The middle class in America is in crisis, with incomes falling and life expectancy worsening. Why? And what can be done about it?
What’s it like to be a middle-class American?
Increasingly precarious, it seems. In an article entitled “The Secret Shame of Middle Class Americans” in this month’s issue of The Atlantic, the writer Neal Gabler – an author, film critic and academic – came out as one of the many millions of apparently middle-class Americans who are in fact living in a “more or less continual state of financial peril” –scrabbling around to make ends meet, and mostly failing.
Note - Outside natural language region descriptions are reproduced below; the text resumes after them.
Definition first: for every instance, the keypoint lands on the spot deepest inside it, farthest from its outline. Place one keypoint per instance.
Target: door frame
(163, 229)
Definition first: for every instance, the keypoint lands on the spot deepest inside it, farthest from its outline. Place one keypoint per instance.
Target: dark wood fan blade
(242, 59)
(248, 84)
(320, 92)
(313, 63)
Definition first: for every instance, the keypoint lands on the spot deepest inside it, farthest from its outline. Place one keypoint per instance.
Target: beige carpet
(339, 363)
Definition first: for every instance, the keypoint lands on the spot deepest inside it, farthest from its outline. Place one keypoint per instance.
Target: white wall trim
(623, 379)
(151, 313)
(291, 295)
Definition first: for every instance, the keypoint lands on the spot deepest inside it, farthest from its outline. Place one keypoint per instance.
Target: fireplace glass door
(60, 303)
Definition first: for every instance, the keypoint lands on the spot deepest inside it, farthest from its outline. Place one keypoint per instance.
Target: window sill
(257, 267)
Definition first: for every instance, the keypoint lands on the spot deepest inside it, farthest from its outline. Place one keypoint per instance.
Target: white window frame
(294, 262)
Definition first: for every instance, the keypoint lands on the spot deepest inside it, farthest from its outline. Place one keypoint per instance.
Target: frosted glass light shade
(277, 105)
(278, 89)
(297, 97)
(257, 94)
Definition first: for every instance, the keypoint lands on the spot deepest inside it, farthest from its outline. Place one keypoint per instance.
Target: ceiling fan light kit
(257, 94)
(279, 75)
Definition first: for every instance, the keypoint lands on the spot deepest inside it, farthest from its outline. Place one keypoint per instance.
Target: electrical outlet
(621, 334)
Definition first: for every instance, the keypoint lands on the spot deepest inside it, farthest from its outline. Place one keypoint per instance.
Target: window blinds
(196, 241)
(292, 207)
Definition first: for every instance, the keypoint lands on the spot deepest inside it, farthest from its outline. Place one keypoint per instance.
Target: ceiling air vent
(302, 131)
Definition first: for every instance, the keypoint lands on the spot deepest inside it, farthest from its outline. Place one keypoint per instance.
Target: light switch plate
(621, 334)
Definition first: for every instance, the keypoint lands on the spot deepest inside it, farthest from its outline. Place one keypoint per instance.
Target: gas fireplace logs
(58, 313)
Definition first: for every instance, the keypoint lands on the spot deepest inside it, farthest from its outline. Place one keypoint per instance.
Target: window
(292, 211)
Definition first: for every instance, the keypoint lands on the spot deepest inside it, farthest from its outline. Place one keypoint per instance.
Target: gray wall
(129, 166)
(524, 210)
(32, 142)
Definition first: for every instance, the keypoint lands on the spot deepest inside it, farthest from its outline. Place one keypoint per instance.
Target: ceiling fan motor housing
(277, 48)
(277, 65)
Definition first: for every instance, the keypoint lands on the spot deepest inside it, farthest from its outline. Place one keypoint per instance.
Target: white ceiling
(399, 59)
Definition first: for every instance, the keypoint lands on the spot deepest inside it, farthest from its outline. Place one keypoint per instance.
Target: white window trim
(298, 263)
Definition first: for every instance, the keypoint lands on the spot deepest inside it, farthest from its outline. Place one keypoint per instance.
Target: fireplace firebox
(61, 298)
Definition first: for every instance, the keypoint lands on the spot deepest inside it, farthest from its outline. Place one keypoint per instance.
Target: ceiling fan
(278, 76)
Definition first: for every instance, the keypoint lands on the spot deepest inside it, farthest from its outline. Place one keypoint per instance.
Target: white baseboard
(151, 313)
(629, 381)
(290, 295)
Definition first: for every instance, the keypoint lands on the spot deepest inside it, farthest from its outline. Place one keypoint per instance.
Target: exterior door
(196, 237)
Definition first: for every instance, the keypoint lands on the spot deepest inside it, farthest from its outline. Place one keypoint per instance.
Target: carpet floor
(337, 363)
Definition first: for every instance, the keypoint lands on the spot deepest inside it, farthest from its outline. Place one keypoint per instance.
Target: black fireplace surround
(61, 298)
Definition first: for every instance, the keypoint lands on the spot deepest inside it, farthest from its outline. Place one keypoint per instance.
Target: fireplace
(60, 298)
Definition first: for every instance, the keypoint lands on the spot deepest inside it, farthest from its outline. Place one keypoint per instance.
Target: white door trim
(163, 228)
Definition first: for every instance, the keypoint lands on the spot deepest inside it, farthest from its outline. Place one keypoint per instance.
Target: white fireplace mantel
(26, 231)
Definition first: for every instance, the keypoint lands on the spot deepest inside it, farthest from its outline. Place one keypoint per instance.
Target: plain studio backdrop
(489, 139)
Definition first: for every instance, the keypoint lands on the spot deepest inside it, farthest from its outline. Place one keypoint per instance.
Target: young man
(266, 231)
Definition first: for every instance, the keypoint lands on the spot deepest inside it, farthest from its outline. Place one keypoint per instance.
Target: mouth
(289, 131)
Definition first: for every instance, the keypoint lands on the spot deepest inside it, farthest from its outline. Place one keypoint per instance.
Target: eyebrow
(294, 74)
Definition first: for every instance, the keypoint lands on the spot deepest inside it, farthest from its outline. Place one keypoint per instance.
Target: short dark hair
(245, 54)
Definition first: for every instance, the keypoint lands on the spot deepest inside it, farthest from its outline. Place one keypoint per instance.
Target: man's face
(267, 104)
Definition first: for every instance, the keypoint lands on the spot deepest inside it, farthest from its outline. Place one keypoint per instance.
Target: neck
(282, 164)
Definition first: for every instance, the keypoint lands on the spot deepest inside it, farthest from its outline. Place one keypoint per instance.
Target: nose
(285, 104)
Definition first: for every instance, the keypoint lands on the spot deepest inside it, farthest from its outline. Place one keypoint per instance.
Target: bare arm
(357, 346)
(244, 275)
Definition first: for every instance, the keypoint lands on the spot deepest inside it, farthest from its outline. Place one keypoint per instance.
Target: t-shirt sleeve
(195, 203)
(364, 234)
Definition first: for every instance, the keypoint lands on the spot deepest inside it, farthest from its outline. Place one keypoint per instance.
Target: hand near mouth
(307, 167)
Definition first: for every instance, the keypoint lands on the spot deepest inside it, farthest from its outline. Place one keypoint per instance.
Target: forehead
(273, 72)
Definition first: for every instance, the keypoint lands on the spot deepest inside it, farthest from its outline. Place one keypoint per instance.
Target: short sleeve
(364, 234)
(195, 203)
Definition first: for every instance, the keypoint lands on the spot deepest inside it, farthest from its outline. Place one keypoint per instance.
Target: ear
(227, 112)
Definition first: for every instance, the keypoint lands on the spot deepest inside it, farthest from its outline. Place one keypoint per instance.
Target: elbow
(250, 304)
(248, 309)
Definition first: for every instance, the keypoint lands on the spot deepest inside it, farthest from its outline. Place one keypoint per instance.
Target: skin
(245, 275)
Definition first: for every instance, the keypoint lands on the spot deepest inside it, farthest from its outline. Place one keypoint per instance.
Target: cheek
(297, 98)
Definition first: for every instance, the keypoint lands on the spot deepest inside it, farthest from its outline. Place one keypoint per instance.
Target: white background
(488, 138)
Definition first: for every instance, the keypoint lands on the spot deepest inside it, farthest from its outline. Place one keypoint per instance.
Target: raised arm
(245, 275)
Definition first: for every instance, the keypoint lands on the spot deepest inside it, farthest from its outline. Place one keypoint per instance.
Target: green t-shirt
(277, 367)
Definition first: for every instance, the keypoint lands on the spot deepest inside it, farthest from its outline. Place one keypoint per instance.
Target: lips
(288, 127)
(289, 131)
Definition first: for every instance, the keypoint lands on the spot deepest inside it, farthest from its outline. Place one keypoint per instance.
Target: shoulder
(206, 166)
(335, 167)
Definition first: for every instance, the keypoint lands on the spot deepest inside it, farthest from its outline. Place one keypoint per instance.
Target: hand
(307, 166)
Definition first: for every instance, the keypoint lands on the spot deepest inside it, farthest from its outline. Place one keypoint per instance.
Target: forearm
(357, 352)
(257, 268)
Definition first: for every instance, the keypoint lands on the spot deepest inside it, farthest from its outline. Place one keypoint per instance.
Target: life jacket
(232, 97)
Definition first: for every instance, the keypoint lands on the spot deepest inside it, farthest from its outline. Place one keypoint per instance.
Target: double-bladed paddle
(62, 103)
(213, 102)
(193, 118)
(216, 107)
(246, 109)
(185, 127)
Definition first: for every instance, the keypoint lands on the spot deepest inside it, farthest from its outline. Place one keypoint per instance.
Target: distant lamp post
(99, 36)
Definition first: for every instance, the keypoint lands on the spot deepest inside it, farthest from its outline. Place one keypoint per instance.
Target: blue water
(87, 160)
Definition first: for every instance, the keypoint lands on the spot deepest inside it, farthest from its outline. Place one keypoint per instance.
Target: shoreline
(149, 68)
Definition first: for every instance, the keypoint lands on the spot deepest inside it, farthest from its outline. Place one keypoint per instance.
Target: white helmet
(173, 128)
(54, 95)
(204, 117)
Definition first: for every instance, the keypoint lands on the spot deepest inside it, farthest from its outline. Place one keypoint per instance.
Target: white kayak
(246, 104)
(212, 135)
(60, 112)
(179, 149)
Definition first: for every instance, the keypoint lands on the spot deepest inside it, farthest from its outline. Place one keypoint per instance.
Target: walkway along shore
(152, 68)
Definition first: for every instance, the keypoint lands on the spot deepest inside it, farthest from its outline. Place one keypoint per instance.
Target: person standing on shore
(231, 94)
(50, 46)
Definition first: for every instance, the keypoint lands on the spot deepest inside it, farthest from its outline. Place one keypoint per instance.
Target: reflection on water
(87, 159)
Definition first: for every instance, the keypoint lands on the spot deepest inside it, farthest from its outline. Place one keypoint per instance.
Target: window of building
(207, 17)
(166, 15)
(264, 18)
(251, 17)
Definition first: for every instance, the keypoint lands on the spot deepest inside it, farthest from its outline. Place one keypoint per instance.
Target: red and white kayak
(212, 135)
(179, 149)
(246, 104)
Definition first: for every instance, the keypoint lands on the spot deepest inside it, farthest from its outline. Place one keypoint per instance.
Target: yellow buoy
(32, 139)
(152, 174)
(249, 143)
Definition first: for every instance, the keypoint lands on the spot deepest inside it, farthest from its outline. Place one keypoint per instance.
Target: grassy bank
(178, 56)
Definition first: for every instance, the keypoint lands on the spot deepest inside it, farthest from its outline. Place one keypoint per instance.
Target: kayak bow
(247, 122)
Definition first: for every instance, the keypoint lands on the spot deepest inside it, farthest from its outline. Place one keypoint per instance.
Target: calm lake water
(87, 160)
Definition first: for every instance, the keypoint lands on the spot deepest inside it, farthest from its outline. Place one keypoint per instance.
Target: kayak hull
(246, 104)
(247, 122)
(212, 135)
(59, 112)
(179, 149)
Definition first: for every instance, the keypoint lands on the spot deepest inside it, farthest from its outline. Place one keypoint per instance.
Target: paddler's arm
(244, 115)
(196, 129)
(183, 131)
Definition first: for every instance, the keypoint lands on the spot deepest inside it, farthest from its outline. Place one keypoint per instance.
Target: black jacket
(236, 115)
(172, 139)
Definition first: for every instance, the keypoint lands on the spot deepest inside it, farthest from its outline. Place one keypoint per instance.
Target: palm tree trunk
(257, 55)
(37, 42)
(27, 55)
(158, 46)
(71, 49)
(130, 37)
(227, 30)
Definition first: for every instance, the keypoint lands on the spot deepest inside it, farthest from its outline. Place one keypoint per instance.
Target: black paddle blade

Gabler draws attention to a regular survey by the Federal Reserve, which asks consumers a set of questions, including how they would pay for a $400 emergency. “The answer: 47% of respondents said that either they would cover the expense by borrowing or selling something, or they would not be able to come up with the $400 at all”, writes Gabler. “Four hundred dollars! Who knew? Well, I knew. I knew because I am in that 47%.”
Does the data support this?
Yes. Research into this niche area of microeconomics – day-to-day “financial fragility” – has boomed since the Great Recession, according to David Johnson, an economist at the University of Michigan who specialises in income and wealth inequality. A 2014 survey study found that only 38% of Americans would cover a $1,000 emergency medical bill or a $500 car repair bill with money they had saved.